Daha sonra Helsinki şehir turu yaparak Esplanade Caddesi üzerindeki Parlamento Binası, Manharheim Anıtı, Senato Binası ve Kiliseyi gördük. Yemek zamanı gelince ünlü somon balıklarının tadını bakmak için limana doğru hareket ettik. Burası aynı zamanda Finlandiya Cumhurbaşkanı'nın da her sabah alışveriş yaptığı, geleneksel yemek ve hediyelik eşyaların, meyve ve sebzelerin satıldığı Market Meydanı diye de biliniyor. Konya Kulu'dan gelen, yerleşen birçok Türk burada tezgah açmışlar. Onlarla hoş sohbet ettik. Akşama doğru gurubumuzla, İsveç'in başkenti Stockholm'e gitmek için Turku'ya doğru otobüsümüzle yola çıktık. Turku'dan feribota bindik, kamaralarda geceledik ve dokuz saat süren harika manzaralar eşliğindeki yolculuk sonrası Stockholm'e vardık. Şunu yazmadan geçemeyeceğim; sabaha doğru geminin güvertesinden İsveç'e girerken gördüğümüz yüzlerce ada ve koy müthişti. Muhteşem evler, villalar adalar üzerinde bu ülkenin zenginliğini, ihtişamını ve kültürünü yansıtıyordu. Etkilenmemek elde değildi! Kuzeyin kanallar kentine hoş geldik.
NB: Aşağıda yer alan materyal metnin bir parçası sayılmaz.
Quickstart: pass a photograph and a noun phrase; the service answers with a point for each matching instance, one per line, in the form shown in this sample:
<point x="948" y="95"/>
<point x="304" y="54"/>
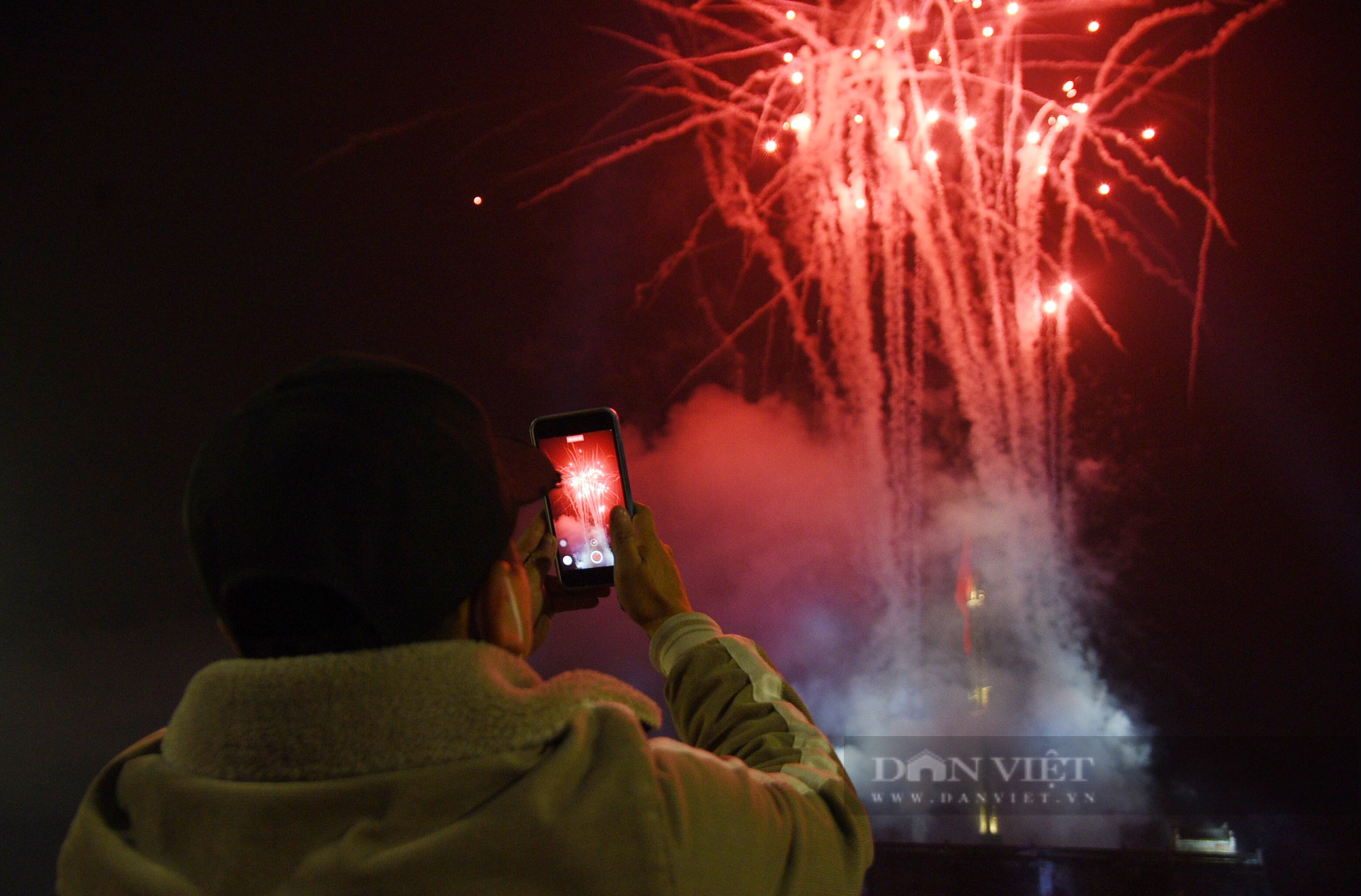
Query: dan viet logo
<point x="1017" y="775"/>
<point x="928" y="765"/>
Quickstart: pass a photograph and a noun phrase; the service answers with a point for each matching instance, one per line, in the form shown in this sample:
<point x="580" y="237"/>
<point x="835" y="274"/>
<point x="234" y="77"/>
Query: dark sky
<point x="171" y="244"/>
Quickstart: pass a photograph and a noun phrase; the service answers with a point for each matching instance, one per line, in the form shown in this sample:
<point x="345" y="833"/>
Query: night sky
<point x="179" y="229"/>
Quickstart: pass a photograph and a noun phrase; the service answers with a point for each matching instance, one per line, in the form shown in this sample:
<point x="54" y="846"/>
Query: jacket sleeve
<point x="756" y="799"/>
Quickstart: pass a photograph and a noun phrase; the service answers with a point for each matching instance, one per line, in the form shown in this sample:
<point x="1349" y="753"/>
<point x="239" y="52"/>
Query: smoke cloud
<point x="772" y="525"/>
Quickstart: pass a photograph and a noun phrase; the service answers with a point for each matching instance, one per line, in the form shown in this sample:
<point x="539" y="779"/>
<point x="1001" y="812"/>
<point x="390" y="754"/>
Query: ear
<point x="503" y="609"/>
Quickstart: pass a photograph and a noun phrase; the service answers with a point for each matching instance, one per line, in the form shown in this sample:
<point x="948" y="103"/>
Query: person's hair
<point x="272" y="618"/>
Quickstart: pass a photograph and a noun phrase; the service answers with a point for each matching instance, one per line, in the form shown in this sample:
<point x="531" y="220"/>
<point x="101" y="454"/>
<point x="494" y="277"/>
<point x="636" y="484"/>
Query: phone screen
<point x="591" y="485"/>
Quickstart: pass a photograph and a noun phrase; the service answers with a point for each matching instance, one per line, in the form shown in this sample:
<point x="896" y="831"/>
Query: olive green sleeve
<point x="756" y="799"/>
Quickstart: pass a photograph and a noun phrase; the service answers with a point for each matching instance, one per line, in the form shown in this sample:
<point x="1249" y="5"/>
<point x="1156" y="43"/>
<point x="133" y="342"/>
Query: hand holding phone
<point x="647" y="579"/>
<point x="549" y="597"/>
<point x="587" y="448"/>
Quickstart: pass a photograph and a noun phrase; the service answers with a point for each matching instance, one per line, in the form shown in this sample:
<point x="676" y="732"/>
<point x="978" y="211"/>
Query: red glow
<point x="591" y="485"/>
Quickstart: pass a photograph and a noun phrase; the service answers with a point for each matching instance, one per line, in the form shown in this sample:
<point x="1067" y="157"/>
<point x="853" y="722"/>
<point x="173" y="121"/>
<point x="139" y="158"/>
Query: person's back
<point x="365" y="748"/>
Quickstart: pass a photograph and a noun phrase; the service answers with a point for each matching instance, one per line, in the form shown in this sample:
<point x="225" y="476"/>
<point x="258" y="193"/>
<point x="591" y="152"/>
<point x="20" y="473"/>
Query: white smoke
<point x="770" y="525"/>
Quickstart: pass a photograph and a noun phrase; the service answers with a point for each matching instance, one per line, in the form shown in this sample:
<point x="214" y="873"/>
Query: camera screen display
<point x="591" y="485"/>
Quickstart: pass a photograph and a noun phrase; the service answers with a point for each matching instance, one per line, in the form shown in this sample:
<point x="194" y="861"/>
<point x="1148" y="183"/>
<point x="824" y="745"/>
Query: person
<point x="383" y="733"/>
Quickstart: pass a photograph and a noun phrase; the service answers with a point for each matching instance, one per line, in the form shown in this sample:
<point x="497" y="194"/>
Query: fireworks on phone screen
<point x="591" y="485"/>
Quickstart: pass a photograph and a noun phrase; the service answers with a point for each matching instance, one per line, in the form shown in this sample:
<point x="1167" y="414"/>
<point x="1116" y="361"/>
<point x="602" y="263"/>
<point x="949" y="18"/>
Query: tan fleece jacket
<point x="451" y="767"/>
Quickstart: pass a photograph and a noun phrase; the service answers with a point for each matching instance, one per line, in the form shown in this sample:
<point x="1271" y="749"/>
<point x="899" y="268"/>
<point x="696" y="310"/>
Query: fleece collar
<point x="340" y="715"/>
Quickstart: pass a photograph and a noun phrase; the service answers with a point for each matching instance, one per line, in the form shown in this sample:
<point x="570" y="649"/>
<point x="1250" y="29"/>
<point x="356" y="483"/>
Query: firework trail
<point x="925" y="186"/>
<point x="589" y="488"/>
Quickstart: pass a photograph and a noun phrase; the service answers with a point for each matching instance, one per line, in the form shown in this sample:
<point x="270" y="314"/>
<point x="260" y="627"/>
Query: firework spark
<point x="926" y="182"/>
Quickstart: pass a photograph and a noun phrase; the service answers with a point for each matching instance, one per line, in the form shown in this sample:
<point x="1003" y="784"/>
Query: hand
<point x="546" y="591"/>
<point x="646" y="576"/>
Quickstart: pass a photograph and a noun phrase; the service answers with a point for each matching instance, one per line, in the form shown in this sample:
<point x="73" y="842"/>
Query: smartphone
<point x="587" y="450"/>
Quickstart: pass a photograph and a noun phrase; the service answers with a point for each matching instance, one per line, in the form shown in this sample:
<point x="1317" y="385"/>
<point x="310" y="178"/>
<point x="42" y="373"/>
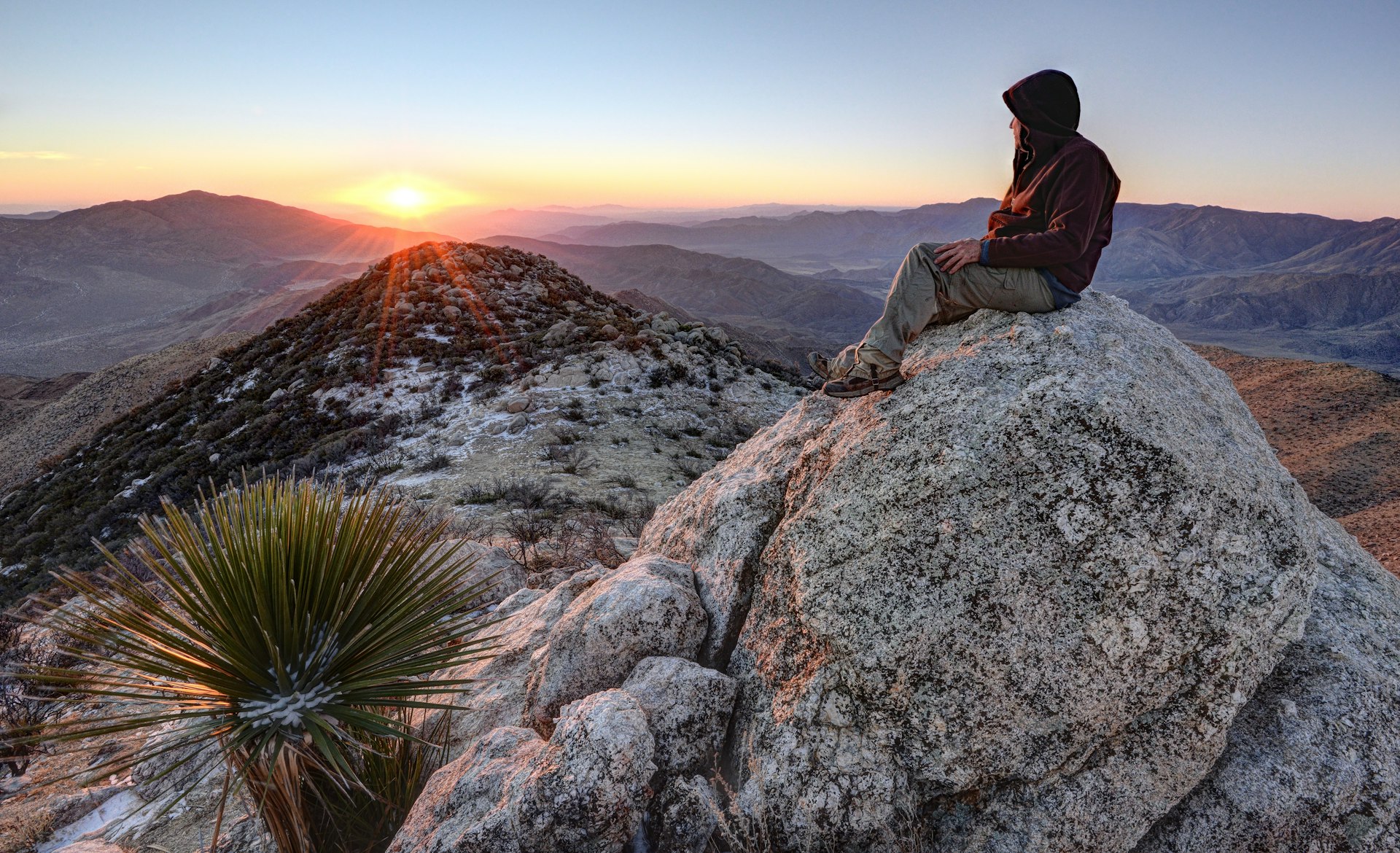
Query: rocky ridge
<point x="1057" y="614"/>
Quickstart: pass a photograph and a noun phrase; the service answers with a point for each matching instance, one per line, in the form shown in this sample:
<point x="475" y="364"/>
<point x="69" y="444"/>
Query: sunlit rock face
<point x="1054" y="593"/>
<point x="1018" y="601"/>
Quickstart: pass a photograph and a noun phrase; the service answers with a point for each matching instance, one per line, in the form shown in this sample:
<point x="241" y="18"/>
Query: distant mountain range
<point x="555" y="217"/>
<point x="90" y="287"/>
<point x="793" y="313"/>
<point x="1267" y="284"/>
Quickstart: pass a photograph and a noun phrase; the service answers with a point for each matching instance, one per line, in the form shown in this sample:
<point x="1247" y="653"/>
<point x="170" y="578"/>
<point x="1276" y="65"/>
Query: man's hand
<point x="952" y="257"/>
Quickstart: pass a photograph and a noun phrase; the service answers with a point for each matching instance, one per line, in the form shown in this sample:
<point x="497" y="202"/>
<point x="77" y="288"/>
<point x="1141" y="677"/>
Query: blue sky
<point x="1259" y="106"/>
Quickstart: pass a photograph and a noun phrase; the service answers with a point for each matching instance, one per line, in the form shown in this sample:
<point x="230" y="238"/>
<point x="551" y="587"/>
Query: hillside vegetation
<point x="370" y="366"/>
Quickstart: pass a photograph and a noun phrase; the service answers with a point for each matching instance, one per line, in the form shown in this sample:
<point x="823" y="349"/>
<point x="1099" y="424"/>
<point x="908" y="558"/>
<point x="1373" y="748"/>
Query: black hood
<point x="1048" y="106"/>
<point x="1046" y="101"/>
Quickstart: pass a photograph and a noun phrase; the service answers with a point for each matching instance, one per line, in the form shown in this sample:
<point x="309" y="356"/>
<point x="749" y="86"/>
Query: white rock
<point x="688" y="709"/>
<point x="584" y="790"/>
<point x="497" y="698"/>
<point x="1024" y="594"/>
<point x="559" y="332"/>
<point x="646" y="607"/>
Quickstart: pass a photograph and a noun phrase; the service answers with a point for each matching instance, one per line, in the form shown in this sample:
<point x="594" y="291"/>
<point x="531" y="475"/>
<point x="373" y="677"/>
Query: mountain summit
<point x="1054" y="593"/>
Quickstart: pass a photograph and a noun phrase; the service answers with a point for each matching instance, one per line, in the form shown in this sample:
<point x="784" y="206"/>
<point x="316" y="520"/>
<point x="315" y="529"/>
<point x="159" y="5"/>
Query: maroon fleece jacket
<point x="1059" y="212"/>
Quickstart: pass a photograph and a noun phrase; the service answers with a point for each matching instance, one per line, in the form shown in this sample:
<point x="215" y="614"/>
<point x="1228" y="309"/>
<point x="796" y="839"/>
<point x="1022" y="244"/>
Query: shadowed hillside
<point x="91" y="287"/>
<point x="455" y="365"/>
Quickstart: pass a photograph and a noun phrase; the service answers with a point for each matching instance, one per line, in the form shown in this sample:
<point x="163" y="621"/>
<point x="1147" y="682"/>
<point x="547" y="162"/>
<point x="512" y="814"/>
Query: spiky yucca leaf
<point x="289" y="623"/>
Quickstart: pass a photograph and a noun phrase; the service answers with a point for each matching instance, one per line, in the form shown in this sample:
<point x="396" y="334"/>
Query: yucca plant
<point x="295" y="626"/>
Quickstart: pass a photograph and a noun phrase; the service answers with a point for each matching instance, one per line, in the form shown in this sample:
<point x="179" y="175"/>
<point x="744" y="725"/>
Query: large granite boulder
<point x="646" y="607"/>
<point x="1313" y="760"/>
<point x="1022" y="597"/>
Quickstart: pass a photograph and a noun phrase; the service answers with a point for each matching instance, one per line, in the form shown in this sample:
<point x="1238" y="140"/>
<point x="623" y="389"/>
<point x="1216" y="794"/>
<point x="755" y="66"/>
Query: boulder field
<point x="1054" y="593"/>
Avrupa'nın havası ve suyu en temiz olan bu şehirde dolaşmak, toprağına ayak basmak ve havasını solumak gurubumuza iyi geldi. Sabah turuna bu zindelikle başladık. İlk önce, Nobel Ödüllerinin dağıtıldığı Belediye Binasını gezdik gördük. Sırasıyla İsveç Kraliyet Sarayı, Parlamento Binası, Strogotte caddesi ve şehrin ilk kurulduğu yer olan Stan Adasını gezdik. Stan Adası üzerinde birçok müze var ama bizler en meşhur olanı Vasa Müzesini gezdik gördük. Vasa Müzesinde sergilenen Vasa Batık gemisi çok etkileyici olup burada aynı zamanda ülkemizde (Kaş açıklarında) bulunup çıkartılan Uluburun Batığı gemimizin maketi ve bilgileri de sergileniyor. Yolunuz düşerse mutlaka gidip görün derim.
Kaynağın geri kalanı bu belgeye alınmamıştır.